As crostas são uma "casca" escura e dura que se formou nas rochas ao longo de milhões de anos, pintadas pacientemente pelo Oceano com camadas de minerais. Essa "pintura" não é uma tinta comum; ela é rica em elementos químicos importantes que estavam dissolvidos na água do mar.

Então, o que essa "casca" esconde? Ela é um depósito natural de minerais como o cobalto, o níquel e o manganês.

 

Qual a importância da crosta mineral encontrada no Oceano? 


Esses nomes podem soar um pouco técnicos, mas são mais presentes no nosso cotidiano do que podemos pensar.

O cobalto, por exemplo, é crucial para as baterias dos nossos celulares e carros elétricos. O níquel e o manganês são importantes para fabricar aços especiais e outras ligas metálicas.

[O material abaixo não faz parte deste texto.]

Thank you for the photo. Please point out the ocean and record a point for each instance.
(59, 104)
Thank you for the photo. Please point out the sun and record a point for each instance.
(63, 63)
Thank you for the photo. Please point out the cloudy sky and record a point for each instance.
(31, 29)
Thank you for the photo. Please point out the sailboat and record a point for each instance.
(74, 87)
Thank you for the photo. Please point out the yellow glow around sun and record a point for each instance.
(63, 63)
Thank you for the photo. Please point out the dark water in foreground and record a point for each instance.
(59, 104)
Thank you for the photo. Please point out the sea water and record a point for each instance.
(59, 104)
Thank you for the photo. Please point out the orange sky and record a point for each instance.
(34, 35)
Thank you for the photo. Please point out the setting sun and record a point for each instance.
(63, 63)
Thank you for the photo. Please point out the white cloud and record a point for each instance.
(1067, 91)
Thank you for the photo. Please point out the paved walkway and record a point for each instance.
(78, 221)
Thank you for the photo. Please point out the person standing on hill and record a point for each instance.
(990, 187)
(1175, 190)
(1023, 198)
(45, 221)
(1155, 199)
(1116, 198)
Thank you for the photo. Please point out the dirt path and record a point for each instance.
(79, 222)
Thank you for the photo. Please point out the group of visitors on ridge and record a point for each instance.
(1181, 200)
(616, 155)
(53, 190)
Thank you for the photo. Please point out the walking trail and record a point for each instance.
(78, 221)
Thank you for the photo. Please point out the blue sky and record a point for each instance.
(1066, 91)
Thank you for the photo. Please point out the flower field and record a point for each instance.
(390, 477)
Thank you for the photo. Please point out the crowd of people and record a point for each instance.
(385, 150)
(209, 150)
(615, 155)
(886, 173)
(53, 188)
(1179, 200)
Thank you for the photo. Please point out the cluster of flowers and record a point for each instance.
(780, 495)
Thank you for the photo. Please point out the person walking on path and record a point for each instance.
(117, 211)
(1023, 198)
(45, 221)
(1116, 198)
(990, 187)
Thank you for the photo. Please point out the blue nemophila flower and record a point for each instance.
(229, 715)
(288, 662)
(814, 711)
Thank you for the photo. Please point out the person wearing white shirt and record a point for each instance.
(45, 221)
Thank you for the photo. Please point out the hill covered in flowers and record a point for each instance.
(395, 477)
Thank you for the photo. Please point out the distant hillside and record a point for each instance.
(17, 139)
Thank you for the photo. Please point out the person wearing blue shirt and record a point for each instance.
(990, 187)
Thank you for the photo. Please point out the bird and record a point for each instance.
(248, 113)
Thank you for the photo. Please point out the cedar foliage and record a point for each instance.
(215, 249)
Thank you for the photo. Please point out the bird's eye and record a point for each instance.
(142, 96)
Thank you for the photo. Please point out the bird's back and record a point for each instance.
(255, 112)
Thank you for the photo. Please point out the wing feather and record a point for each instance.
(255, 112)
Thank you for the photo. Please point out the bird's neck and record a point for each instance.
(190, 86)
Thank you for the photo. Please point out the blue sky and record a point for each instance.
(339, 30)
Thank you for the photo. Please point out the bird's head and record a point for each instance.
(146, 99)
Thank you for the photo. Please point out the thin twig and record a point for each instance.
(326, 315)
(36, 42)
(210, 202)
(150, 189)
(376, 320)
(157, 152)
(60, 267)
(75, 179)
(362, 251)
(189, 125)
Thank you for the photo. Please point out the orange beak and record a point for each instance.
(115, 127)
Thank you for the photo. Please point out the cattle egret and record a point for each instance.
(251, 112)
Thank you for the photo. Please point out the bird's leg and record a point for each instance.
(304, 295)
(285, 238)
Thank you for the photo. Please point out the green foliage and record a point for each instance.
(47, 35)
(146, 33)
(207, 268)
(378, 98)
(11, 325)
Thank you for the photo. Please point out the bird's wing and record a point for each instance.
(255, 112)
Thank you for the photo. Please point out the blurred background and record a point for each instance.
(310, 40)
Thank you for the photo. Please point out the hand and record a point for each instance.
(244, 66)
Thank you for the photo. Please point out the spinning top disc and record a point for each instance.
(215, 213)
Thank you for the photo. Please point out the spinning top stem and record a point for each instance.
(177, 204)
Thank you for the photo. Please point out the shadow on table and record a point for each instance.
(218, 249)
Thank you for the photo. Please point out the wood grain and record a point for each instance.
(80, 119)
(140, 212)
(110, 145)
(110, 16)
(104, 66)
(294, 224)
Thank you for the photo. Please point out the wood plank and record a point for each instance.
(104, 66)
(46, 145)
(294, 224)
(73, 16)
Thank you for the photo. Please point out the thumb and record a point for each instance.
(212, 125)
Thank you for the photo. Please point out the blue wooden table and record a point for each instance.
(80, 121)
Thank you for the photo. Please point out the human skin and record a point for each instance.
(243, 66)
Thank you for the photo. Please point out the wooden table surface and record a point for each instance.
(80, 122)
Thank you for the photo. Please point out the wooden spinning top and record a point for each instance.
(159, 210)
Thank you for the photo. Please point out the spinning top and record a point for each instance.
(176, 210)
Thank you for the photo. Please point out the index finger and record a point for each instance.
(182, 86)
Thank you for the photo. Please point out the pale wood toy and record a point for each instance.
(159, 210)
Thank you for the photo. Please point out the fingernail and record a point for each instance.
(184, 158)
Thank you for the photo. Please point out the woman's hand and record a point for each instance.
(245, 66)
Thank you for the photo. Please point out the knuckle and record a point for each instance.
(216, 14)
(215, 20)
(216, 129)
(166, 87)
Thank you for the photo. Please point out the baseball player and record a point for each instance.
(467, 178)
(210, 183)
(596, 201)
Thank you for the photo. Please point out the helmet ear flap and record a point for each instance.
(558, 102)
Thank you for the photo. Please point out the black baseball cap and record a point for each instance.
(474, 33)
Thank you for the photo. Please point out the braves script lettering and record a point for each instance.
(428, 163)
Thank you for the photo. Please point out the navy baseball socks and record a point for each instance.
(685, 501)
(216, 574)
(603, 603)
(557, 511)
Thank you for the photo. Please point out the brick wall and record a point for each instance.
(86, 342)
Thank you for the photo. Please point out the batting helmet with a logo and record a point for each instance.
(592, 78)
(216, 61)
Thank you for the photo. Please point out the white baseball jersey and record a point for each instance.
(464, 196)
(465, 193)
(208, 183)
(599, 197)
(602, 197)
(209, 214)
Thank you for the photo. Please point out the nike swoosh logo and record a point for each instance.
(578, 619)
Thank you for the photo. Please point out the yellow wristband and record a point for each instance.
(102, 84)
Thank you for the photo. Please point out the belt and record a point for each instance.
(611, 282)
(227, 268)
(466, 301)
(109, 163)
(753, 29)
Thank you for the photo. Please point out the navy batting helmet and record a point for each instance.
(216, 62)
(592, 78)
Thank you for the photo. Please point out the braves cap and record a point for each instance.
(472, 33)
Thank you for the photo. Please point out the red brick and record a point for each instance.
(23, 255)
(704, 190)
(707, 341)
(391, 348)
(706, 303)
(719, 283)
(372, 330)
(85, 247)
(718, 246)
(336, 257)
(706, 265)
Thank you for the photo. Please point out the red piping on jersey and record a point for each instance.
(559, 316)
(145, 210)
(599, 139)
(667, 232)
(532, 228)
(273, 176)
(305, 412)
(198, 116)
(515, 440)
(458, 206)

É como se a Elevação do Rio Grande estivesse oferecendo um "kit de sobrevivência" para a era tecnológica.

Na imagem, os principais minerais portadores de elementos de terras raras(Foto: Serviço Geológico Brasileiro / SGB Educa)
Foto: Serviço Geológico Brasileiro / SGB Educa Na imagem, os principais minerais portadores de elementos de terras raras

Mas a coisa fica ainda mais interessante quando falamos das terras raras. Essas são um grupo de elementos químicos que, apesar do nome, não são tão "raros" de encontrar na crosta terrestre, mas são difíceis de minerar e processar em grandes quantidades.

Eses elementos são essenciais para tudo, desde telas de smartphones, computadores e televisões até equipamentos de alta tecnologia, como turbinas de energia eólica e sistemas de defesa.

A presença de terras raras na Elevação do Rio Grande, junto com a platina (outro metal valioso, usado em joias e catalisadores automotivos), transforma esse platô submerso em uma fonte potencial de recursos de alto valor estratégico para qualquer país.

A forma como essas crostas se formaram também é fascinante. Elas são consideradas "hidrogenéticas", o que significa que se precipitaram diretamente da própria água do mar.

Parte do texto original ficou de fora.